Definitions for "Drum scanner"
A high quality, high priced device which uses photomultiplier tubes to translate an image from analog to digital. Drum scanners are much larger than desktop scanners and give the operator much more control over image manipulation while scanning. Images are mounted on a round cylinder, or drum, for scanning. A scanner passes a moving beam of light over an image and receives data about the color or value of each spot in the image. These spots are assigned values from 0-256 so that computers can display them.
A type of scanner in which a map, diagram or photograph is placed on a cylinder which rotates slowly while a scanning beam quickly moves back and forth parallel to the revolving image. At the same time, the "x,y" coordinates and spectral signature of each element of the image are recorded. (See Scanner).

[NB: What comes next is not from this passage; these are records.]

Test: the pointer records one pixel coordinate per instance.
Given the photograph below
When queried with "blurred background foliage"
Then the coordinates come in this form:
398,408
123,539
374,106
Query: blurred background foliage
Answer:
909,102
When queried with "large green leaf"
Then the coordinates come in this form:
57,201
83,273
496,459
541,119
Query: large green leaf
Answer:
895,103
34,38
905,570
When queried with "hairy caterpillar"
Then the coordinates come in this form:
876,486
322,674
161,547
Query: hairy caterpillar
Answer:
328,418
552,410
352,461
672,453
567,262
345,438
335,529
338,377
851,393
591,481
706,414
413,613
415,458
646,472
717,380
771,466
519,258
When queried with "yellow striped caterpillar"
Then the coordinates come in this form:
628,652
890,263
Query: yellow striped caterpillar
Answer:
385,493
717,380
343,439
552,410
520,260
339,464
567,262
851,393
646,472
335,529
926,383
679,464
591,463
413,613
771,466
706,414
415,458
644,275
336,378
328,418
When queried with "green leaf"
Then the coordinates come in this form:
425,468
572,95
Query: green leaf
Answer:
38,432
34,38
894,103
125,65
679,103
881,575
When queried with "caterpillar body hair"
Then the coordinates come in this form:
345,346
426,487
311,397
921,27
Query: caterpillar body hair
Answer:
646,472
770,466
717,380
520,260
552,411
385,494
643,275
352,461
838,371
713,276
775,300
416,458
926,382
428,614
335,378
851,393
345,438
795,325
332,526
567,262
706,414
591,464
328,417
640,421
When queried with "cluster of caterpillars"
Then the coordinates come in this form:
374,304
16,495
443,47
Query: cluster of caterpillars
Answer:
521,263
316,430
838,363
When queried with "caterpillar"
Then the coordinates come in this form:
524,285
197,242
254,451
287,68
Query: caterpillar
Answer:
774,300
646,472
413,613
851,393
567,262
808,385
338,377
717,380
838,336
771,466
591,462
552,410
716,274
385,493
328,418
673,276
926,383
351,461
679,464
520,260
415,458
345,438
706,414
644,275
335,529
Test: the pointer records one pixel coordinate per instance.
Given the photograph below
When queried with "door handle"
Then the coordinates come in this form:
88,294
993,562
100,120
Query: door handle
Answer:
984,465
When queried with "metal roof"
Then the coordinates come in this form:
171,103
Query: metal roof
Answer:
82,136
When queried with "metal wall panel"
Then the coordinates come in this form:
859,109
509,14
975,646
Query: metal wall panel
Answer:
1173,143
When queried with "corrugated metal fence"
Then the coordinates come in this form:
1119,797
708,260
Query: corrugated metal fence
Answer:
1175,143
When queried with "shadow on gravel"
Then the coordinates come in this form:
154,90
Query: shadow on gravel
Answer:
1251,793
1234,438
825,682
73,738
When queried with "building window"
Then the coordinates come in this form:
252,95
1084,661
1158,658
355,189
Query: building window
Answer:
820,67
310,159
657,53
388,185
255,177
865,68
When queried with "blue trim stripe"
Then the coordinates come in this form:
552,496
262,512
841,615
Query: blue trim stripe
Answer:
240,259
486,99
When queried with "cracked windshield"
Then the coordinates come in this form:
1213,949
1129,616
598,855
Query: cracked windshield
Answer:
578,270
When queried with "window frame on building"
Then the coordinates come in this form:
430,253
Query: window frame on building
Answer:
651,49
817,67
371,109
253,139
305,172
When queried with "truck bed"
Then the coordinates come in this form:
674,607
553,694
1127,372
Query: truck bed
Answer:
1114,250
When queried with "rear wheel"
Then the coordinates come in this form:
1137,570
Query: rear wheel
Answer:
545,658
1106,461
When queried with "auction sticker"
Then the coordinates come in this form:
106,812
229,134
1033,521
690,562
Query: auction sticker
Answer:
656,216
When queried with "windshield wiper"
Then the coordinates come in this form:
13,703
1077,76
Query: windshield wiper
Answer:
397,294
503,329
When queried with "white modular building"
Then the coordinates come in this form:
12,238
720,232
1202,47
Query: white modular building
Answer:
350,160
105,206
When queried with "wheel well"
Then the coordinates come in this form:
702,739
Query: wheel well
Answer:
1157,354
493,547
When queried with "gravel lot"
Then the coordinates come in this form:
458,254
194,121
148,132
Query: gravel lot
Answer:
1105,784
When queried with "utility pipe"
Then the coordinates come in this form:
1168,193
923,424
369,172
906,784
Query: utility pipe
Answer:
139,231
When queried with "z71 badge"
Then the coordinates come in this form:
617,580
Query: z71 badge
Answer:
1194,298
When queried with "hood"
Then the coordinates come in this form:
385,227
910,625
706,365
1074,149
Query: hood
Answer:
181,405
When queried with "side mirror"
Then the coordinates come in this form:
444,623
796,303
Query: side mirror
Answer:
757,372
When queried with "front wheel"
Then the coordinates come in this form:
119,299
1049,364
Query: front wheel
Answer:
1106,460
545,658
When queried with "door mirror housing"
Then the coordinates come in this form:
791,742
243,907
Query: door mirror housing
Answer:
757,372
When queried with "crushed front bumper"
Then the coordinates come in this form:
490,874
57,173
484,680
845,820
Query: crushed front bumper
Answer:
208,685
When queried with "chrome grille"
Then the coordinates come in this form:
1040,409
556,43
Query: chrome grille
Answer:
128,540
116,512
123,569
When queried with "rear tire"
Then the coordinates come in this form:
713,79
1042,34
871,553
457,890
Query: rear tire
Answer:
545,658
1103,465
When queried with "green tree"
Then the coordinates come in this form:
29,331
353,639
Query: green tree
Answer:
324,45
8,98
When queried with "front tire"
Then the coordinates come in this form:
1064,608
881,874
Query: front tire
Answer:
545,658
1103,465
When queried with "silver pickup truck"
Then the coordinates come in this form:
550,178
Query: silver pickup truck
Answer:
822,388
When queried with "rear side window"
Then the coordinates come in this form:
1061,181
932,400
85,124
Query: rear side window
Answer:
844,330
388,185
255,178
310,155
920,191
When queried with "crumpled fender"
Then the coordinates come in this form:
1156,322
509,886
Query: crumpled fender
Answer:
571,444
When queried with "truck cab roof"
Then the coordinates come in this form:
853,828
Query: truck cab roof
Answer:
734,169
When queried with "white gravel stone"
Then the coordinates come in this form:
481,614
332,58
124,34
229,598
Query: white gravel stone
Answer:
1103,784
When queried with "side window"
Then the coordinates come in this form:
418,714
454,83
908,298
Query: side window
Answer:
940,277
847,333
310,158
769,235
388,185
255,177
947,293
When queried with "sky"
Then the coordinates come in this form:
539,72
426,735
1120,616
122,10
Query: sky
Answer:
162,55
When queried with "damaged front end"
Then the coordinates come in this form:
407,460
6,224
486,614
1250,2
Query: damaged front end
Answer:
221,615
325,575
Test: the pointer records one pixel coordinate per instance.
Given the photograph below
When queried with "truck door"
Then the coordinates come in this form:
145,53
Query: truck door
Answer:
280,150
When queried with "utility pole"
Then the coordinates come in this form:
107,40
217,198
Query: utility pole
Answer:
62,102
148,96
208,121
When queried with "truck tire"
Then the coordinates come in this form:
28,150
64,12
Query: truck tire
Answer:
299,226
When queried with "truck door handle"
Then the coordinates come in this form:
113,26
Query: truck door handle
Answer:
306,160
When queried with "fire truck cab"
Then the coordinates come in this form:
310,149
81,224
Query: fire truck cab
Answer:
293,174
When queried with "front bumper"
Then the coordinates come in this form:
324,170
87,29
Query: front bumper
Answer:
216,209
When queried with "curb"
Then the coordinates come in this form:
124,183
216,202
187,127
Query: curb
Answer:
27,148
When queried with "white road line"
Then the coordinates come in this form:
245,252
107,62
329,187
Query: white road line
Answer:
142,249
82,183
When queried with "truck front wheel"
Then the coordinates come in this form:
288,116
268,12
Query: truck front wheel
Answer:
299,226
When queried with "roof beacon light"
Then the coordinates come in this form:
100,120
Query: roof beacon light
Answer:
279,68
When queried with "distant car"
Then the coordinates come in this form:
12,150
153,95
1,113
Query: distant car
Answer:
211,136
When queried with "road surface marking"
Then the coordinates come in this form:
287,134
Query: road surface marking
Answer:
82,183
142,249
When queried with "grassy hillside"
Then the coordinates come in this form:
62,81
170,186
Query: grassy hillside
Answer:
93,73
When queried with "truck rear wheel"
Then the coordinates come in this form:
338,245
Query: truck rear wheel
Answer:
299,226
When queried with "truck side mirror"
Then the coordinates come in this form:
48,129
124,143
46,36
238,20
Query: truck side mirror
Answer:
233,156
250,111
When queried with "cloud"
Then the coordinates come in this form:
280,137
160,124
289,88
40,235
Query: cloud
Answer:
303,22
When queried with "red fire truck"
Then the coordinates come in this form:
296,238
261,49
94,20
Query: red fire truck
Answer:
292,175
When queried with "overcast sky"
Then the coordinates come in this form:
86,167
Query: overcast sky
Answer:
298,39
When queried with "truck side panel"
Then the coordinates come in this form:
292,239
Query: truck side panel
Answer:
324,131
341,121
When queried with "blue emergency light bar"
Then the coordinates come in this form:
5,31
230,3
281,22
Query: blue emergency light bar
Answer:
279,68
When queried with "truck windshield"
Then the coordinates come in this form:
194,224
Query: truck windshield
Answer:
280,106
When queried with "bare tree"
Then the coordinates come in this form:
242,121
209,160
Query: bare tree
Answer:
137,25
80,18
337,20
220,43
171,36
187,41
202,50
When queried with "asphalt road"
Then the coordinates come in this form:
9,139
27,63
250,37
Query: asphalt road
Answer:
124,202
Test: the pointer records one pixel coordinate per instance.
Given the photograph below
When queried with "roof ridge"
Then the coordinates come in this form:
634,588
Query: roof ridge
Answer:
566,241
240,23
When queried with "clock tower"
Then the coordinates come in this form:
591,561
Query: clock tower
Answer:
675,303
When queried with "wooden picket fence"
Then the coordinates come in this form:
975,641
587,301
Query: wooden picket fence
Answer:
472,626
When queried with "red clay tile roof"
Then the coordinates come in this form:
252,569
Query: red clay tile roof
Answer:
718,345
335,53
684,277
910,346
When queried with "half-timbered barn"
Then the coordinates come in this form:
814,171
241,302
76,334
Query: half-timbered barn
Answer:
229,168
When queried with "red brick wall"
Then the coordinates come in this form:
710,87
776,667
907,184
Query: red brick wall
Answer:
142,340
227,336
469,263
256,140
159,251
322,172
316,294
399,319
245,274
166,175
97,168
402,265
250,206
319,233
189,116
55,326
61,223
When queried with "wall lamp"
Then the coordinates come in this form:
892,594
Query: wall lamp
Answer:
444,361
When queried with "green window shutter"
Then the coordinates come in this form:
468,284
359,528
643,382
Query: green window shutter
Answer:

A type of SCANNER in which the original to be scanned is wrapped around a glass cylinder and spun at high speed, while a light-sensing device called a PHOTOMULTIPLIER TUBE scans across the cylinder. Drum scanners offer much higher resolution, greater tonal reproduction, higher DYNAMIC RANGE, and greater control over the scanned image than FLATBED SCANNERS do, and allow the image to be COLOR CORRECTED as the scan is being made. Most drum scanners also allow scanning of very large originals. However, drum scanners are very expensive (ranging in price from tens of thousands of dollars to a quarter-million dollars or more) and require a high degree of technical expertise to operate.